Some question about your code and Cross-attention module in your paper

Huzhen757 commented 3 years ago

Hi, thank you excellent work about Transformer in Object Detection，I'm extremely interested in your work。But I have some questions when reading the paper and code. I hope you can give me some answers。

In your paper, you ‘Conditional’ mean merely the formation of query matrix(Q) of Cross-attention module consist of the output embedding of self-attention module(same as DETR) and p_q（in your paper 3.3 purposed）; Otherwise, the formation of key matrix(K) and the value matrix(V) is same as DETR，The difference is that your work is Concat and DETR is addition。 Here, I would like to ask: the reference point s is generated by Object queries ? what is the conditional spatial query from the embedding f ? If in the first decoder layer，the decoder embeddings also initial by nn.Embedding() method；and in the back encoder layer，the decoder embeddings is the outputs of previous decoder layer?
1. Just the formation of p_q in the first decoder layer consist of reference point s and decoder embeddings f, and in the back decoder layer（layer2-6）, the p_q is generated by Object queries（same as DETR）？
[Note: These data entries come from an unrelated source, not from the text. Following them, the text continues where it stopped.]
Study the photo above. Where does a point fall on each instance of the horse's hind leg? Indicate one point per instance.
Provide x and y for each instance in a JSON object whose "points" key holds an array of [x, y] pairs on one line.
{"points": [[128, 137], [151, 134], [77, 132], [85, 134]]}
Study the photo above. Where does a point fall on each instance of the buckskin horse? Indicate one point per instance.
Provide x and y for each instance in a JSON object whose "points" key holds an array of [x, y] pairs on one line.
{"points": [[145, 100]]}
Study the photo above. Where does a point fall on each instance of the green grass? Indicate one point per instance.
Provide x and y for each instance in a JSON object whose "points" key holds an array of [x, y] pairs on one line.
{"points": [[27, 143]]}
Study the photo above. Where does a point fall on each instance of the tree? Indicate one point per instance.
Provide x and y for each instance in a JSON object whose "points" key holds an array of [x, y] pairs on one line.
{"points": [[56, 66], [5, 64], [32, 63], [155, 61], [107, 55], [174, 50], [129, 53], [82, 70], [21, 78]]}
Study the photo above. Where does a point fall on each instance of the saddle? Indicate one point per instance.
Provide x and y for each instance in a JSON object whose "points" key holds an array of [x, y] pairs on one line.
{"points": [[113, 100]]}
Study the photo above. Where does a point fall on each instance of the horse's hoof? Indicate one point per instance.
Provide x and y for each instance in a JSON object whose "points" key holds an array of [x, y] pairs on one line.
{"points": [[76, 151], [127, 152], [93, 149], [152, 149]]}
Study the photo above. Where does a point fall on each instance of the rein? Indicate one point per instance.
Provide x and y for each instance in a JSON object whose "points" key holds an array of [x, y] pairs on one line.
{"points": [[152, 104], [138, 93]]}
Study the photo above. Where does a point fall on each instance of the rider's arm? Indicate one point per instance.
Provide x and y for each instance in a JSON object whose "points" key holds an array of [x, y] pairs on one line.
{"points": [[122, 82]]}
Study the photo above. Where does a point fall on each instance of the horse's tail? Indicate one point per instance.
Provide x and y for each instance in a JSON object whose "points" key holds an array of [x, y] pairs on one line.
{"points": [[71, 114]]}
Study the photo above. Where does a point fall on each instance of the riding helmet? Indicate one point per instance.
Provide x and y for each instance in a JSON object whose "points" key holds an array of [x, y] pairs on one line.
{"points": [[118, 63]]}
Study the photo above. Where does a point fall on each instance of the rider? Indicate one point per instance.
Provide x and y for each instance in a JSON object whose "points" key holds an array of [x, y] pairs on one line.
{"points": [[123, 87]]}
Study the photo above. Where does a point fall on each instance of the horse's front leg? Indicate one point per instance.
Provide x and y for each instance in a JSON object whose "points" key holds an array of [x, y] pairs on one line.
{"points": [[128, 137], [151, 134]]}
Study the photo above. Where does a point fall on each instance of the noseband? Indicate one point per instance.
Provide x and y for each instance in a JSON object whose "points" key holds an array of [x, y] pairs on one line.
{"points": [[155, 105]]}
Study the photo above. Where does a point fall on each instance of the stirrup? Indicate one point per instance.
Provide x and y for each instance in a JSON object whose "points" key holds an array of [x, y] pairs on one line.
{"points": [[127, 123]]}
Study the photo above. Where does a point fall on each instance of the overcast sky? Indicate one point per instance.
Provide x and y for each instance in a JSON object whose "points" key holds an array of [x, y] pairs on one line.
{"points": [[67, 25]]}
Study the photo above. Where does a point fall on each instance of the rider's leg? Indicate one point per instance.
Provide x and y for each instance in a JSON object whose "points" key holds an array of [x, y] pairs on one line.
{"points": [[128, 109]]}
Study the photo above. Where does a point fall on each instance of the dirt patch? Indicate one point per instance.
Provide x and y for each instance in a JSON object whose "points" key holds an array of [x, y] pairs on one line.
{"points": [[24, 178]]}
Because I see in the source code that the initial function in the encoder module include: self.layers[layer_id + 1].ca_qpos_proj = None (layer id begins 0 to 4, in other words, the 2nd-6th decoder) However，in the initial function of TransformerDecoderLayer，the definition of ca_qpos_proj is Linear layer: self.ca_qpos_proj = nn.Linear(d_model, d_model)
2. When I debug code，the model I choose is ConditionalDETR-res50dc5，but entering forward propagation，the sample contains a input images 'tensors'(batch,3,800,1096) and bool mask(batch,800,1096), Where does this mask come from? I don't see any relevant definitions in the initial function。I know the role of this mask，it is used to generate PE by PositionEmbeddingSine function for encoder and decoder.
3. the shape of input images is （batch，3，800，1096），the shape is (batch，3,50,69) through backbone，this downsampling rate is 16 not 32，I guess the convolution step in the last bottleneck is changed to 1, but i cant find the change in your code, and where is the deformable convolution that initial and forward propagation process 。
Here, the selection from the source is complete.